次のア)−オ)のうち、伝統的に行政裁量が広く認められると解されてきた行政行為の組合せとして、最も適切なものはどれか。

ア) 道路交通法に基づく自動車の運転免許

イ) 電気事業法に基づく電気事業の許可

ウ) 建築基準法に基づく建築確認

エ) 食品衛生法に基づく飲食店の営業許可

オ) 公有水面埋立法に基づく公有水面の埋立免許

1) ア)、オ)
2) イ)、ウ)
3) イ)、オ)
4) ウ)、エ)
5) エ)、オ)

■解説

【難易度】易しい。

まず、選択肢中にあげられた行政行為が、伝統的な行政行為論の分類の何に該当するかが問題である。

ア) 許可に該当する。芝池義一『行政法総論講義』第4版(2001年、有斐閣)128頁。

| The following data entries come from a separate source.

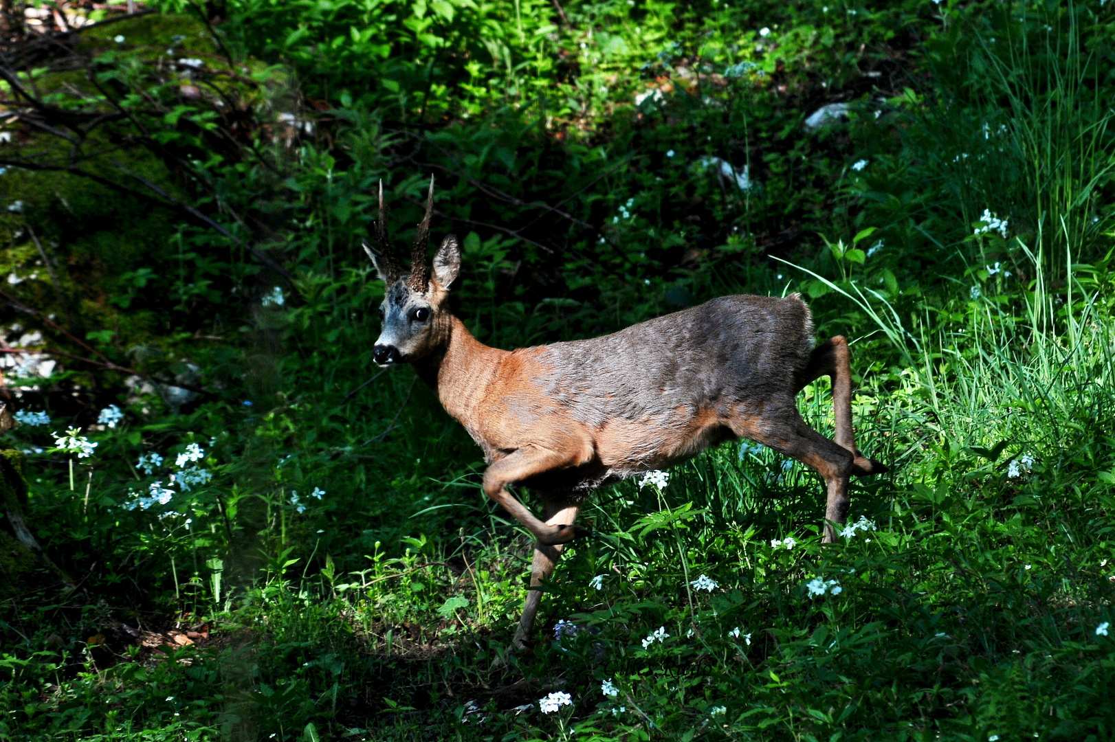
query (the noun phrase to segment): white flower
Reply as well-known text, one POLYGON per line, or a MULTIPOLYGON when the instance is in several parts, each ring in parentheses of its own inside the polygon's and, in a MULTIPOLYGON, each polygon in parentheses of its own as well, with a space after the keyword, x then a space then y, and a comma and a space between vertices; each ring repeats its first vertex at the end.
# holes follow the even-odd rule
POLYGON ((55 437, 56 448, 64 451, 77 451, 77 458, 85 459, 93 455, 93 449, 97 448, 97 443, 90 443, 85 436, 78 437, 79 432, 81 432, 80 428, 70 428, 65 436, 50 435, 55 437))
MULTIPOLYGON (((163 482, 153 481, 151 484, 151 499, 154 502, 158 502, 159 505, 166 505, 167 502, 171 501, 172 497, 174 497, 174 490, 163 487, 163 482)), ((149 505, 145 506, 144 510, 146 510, 147 507, 149 507, 149 505)))
POLYGON ((716 580, 714 580, 711 577, 708 577, 707 575, 701 575, 700 577, 698 577, 697 579, 695 579, 689 584, 692 585, 692 588, 695 590, 708 590, 709 593, 719 587, 719 585, 716 584, 716 580))
POLYGON ((833 595, 840 595, 844 592, 835 579, 824 580, 820 577, 814 577, 809 580, 805 588, 809 592, 809 597, 816 597, 818 595, 824 595, 825 593, 832 592, 833 595))
POLYGON ((1000 219, 991 213, 990 208, 985 208, 983 214, 979 217, 979 221, 983 223, 983 226, 976 227, 976 231, 972 232, 972 234, 986 234, 995 230, 1002 235, 1004 240, 1007 238, 1007 225, 1009 224, 1008 219, 1000 219))
POLYGON ((45 426, 50 422, 50 416, 46 412, 20 410, 16 413, 16 421, 25 426, 45 426))
POLYGON ((867 531, 867 530, 879 530, 879 529, 875 528, 875 524, 871 523, 863 516, 860 516, 859 520, 856 520, 853 524, 850 524, 846 528, 844 528, 844 530, 840 533, 840 535, 843 536, 844 538, 852 538, 853 536, 855 536, 855 531, 857 530, 867 531))
POLYGON ((174 466, 181 469, 190 461, 201 461, 203 456, 205 456, 205 451, 202 450, 197 443, 191 443, 190 446, 186 446, 185 452, 178 453, 178 458, 175 459, 174 466))
POLYGON ((163 457, 152 451, 151 453, 140 453, 136 466, 143 469, 145 475, 151 476, 162 463, 163 457))
POLYGON ((539 706, 542 707, 542 713, 552 714, 562 706, 573 705, 573 697, 569 693, 551 693, 544 699, 539 701, 539 706))
POLYGON ((639 486, 646 487, 647 485, 653 485, 658 489, 666 489, 666 486, 670 482, 669 471, 648 471, 642 477, 639 478, 639 486))
POLYGON ((659 643, 665 642, 670 638, 670 635, 666 633, 666 626, 659 626, 653 633, 647 634, 647 638, 642 641, 642 648, 647 648, 657 640, 659 643))
POLYGON ((263 294, 263 299, 260 303, 264 306, 282 306, 287 303, 287 297, 282 295, 282 289, 275 286, 271 290, 271 293, 263 294))
POLYGON ((563 636, 576 636, 576 624, 572 621, 560 619, 554 624, 554 638, 561 638, 563 636))
POLYGON ((124 413, 120 412, 120 408, 115 404, 109 404, 100 414, 97 416, 97 423, 103 426, 108 426, 109 428, 115 428, 116 423, 124 419, 124 413))
POLYGON ((213 472, 197 467, 187 467, 171 475, 171 481, 177 482, 183 490, 190 490, 197 485, 207 485, 213 479, 213 472))

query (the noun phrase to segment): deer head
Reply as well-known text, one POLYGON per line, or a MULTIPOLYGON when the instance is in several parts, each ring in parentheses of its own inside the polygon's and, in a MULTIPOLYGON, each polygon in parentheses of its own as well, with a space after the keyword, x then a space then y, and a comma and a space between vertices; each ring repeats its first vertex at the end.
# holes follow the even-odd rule
POLYGON ((426 269, 426 244, 429 218, 434 212, 434 176, 429 177, 426 214, 418 224, 410 251, 410 271, 403 272, 398 255, 387 236, 387 206, 384 204, 384 182, 379 182, 379 221, 376 223, 376 246, 363 243, 380 281, 387 284, 379 313, 382 331, 376 340, 372 355, 381 367, 410 363, 428 355, 446 340, 449 312, 445 307, 449 284, 460 270, 460 247, 454 235, 446 235, 434 256, 433 273, 426 269))

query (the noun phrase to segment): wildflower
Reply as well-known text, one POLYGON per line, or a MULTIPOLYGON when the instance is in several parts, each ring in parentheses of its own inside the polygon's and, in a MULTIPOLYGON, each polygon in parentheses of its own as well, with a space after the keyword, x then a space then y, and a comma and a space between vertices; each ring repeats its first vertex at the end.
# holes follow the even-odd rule
POLYGON ((271 293, 263 294, 260 303, 264 306, 282 306, 287 303, 287 297, 282 295, 282 289, 275 286, 271 290, 271 293))
POLYGON ((573 705, 573 697, 569 693, 551 693, 544 699, 539 700, 539 706, 542 707, 542 713, 552 714, 562 706, 573 705))
POLYGON ((647 638, 642 641, 642 648, 649 647, 657 640, 659 643, 665 642, 670 638, 670 635, 666 633, 666 626, 659 626, 653 633, 647 634, 647 638))
POLYGON ((1017 479, 1018 477, 1021 477, 1024 473, 1029 473, 1030 470, 1034 468, 1034 461, 1035 461, 1034 457, 1030 456, 1029 453, 1024 453, 1017 459, 1012 459, 1010 461, 1010 465, 1007 467, 1007 478, 1017 479))
POLYGON ((213 473, 198 467, 187 467, 182 471, 171 475, 171 481, 177 482, 182 489, 188 491, 197 485, 207 485, 213 478, 213 473))
POLYGON ((205 456, 205 451, 197 446, 197 443, 191 443, 190 446, 186 446, 186 450, 183 453, 178 453, 178 458, 175 459, 174 466, 182 468, 190 461, 201 461, 203 456, 205 456))
POLYGON ((108 426, 109 428, 115 428, 116 423, 124 419, 124 413, 120 412, 120 408, 115 404, 109 404, 100 414, 97 416, 97 424, 108 426))
POLYGON ((20 410, 16 413, 16 421, 25 426, 45 426, 50 422, 50 416, 46 412, 20 410))
MULTIPOLYGON (((153 481, 151 484, 151 499, 154 500, 155 502, 158 502, 159 505, 166 505, 167 502, 171 501, 172 497, 174 497, 174 490, 163 487, 163 482, 153 481)), ((144 510, 146 509, 147 508, 145 507, 144 510)))
POLYGON ((805 588, 809 592, 809 597, 816 597, 818 595, 824 595, 825 593, 830 592, 833 595, 840 595, 841 593, 844 592, 844 588, 841 587, 835 579, 824 580, 821 579, 820 577, 814 577, 812 580, 809 580, 805 585, 805 588))
POLYGON ((576 624, 562 618, 554 625, 554 638, 560 640, 563 636, 576 636, 576 624))
POLYGON ((666 486, 670 482, 669 471, 648 471, 639 479, 639 486, 646 487, 647 485, 653 485, 658 489, 666 489, 666 486))
POLYGON ((855 536, 855 531, 857 530, 867 531, 867 530, 879 530, 879 529, 875 528, 875 524, 871 523, 863 516, 860 516, 859 520, 844 528, 844 530, 842 530, 840 535, 843 536, 844 538, 852 538, 853 536, 855 536))
POLYGON ((979 221, 983 223, 983 226, 976 227, 972 234, 986 234, 991 231, 996 231, 1002 235, 1002 238, 1007 238, 1007 225, 1008 219, 1000 219, 998 216, 991 213, 990 208, 985 208, 983 214, 980 215, 979 221))
POLYGON ((97 443, 90 443, 85 436, 78 437, 79 432, 81 432, 80 428, 70 428, 65 436, 50 435, 55 437, 56 448, 64 451, 77 451, 77 458, 85 459, 93 456, 93 449, 97 448, 97 443))
POLYGON ((144 473, 147 476, 153 475, 155 469, 157 469, 162 463, 163 457, 154 451, 151 453, 140 453, 139 460, 136 461, 136 466, 143 469, 144 473))
POLYGON ((698 577, 697 579, 695 579, 689 584, 692 585, 692 588, 695 590, 708 590, 709 593, 719 587, 719 585, 716 584, 716 580, 708 577, 707 575, 701 575, 700 577, 698 577))

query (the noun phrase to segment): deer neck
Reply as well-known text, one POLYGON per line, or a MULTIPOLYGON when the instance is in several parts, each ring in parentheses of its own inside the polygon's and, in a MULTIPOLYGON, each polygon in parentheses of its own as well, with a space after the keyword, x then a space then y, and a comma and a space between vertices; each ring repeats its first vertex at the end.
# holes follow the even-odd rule
POLYGON ((505 355, 507 351, 479 342, 464 322, 450 316, 442 348, 414 367, 418 377, 437 390, 445 411, 467 428, 505 355))

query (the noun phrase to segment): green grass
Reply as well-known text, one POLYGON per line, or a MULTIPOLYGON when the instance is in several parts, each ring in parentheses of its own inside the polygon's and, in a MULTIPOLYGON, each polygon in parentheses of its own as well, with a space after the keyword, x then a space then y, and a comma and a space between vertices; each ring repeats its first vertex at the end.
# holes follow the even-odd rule
MULTIPOLYGON (((289 281, 171 211, 0 176, 22 204, 0 211, 0 269, 25 277, 4 291, 104 358, 206 392, 172 407, 35 318, 8 333, 70 353, 48 380, 9 380, 51 422, 6 446, 47 449, 27 457, 22 507, 79 586, 3 583, 0 740, 1115 733, 1107 11, 562 4, 570 27, 541 0, 229 3, 219 32, 253 81, 220 85, 243 96, 251 152, 223 148, 216 109, 145 67, 181 29, 212 52, 202 25, 118 25, 137 46, 98 74, 119 87, 65 102, 139 106, 113 124, 119 156, 289 281), (833 99, 850 119, 804 131, 833 99), (269 138, 287 110, 312 136, 269 138), (718 177, 712 156, 757 185, 718 177), (530 539, 483 497, 479 450, 436 397, 370 360, 370 194, 385 178, 403 241, 430 170, 436 231, 464 245, 452 301, 485 342, 806 294, 818 335, 852 340, 857 446, 892 467, 853 482, 849 523, 865 527, 823 547, 821 480, 723 446, 661 489, 597 492, 592 536, 545 586, 530 650, 511 651, 530 539), (42 270, 28 227, 60 289, 26 277, 42 270), (277 287, 283 302, 263 302, 277 287), (96 428, 110 403, 124 420, 96 428), (70 426, 93 457, 51 449, 70 426), (168 484, 192 466, 212 479, 168 484), (140 500, 156 481, 171 499, 140 500), (196 643, 161 653, 137 628, 196 643), (571 703, 543 713, 552 693, 571 703)), ((52 90, 56 74, 36 71, 52 90)), ((827 382, 801 409, 831 431, 827 382)))

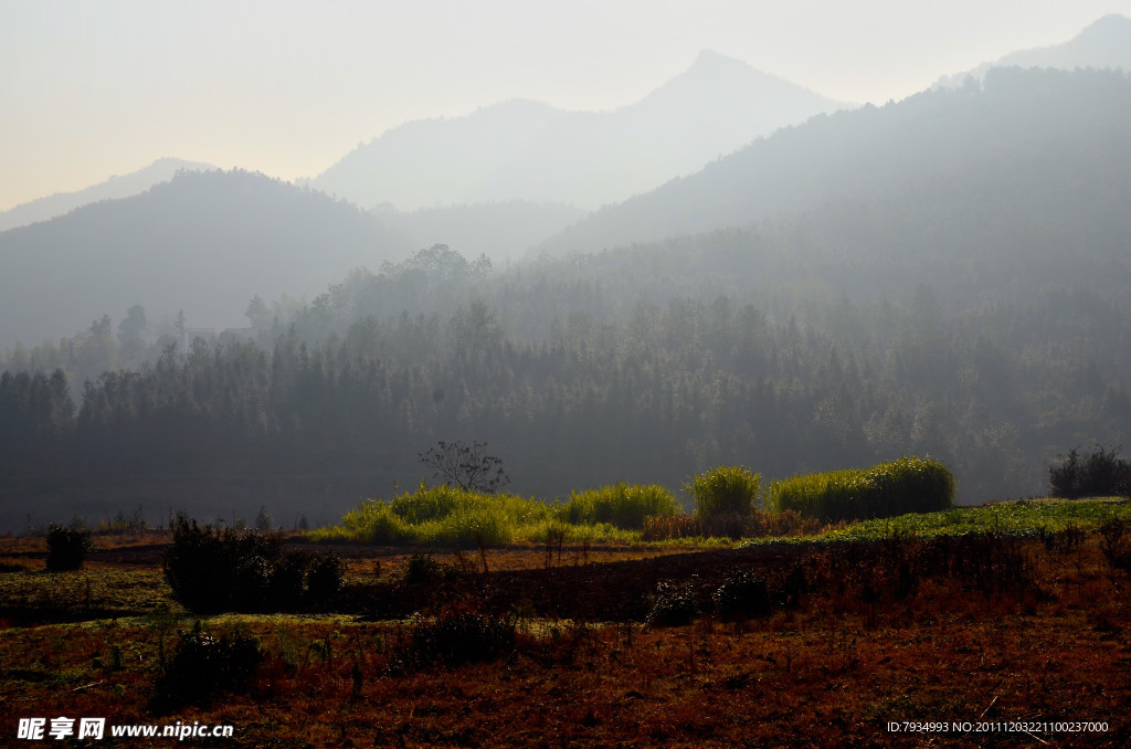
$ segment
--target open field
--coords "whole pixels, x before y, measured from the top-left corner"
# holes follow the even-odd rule
[[[1074,508],[1031,533],[438,551],[413,584],[416,550],[340,544],[326,611],[205,619],[262,662],[239,688],[173,698],[158,683],[198,618],[161,574],[166,539],[96,539],[84,570],[55,574],[42,540],[2,539],[0,731],[35,746],[18,718],[101,716],[231,724],[184,742],[223,747],[1122,747],[1131,576],[1126,539],[1097,527],[1126,506]],[[763,610],[722,608],[739,572],[765,580]],[[1039,725],[1057,722],[1106,730]],[[119,741],[101,746],[138,746]]]

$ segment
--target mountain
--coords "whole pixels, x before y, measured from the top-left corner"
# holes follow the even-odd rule
[[[0,232],[48,221],[55,216],[62,216],[75,208],[90,203],[139,195],[154,184],[167,182],[173,179],[174,174],[181,171],[199,172],[210,169],[215,167],[200,162],[187,162],[180,158],[158,158],[145,169],[121,177],[111,177],[105,182],[100,182],[84,190],[59,192],[0,212]]]
[[[381,206],[378,221],[408,238],[414,248],[447,244],[466,258],[486,255],[495,261],[523,258],[527,251],[585,217],[562,203],[507,200],[397,212]]]
[[[519,100],[414,121],[359,146],[310,184],[361,206],[388,203],[400,210],[516,199],[593,209],[840,106],[703,52],[636,104],[566,112]]]
[[[1111,210],[1089,230],[1099,231],[1122,221],[1125,212],[1113,201],[1131,189],[1128,175],[1126,75],[995,68],[983,86],[924,92],[779,130],[697,174],[590,214],[542,249],[594,251],[824,207],[846,213],[845,206],[870,212],[897,204],[914,204],[927,222],[923,230],[1008,216],[1025,235],[1037,226],[1060,235],[1053,217],[1068,210]]]
[[[991,68],[1119,68],[1131,71],[1131,18],[1116,14],[1104,16],[1063,44],[1012,52],[973,70],[943,76],[935,86],[957,88],[968,76],[982,80]]]
[[[254,294],[317,294],[414,248],[356,207],[248,172],[182,172],[143,195],[0,233],[0,346],[141,304],[193,328],[247,325]]]

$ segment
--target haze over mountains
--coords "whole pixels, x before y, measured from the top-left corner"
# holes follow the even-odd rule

イ) 特許に該当する。「公企業の特許」に該当する。塩野宏『行政法T』第5版(2009年、有斐閣)塩野117頁。

ウ) 確認に該当する。前掲芝池132頁。

エ) 許可に該当する。

オ) 特許に該当する。前掲芝池129頁。

許可と特許両者の裁量の幅につき如何。相対的な違いであるものの、特許のほうが裁量の幅が広い(許可についての行政の裁量は覊束裁量、特許についての裁量は自由裁量である)と解される。前掲芝池130頁。よって正解はイ)、オ)の3となろう。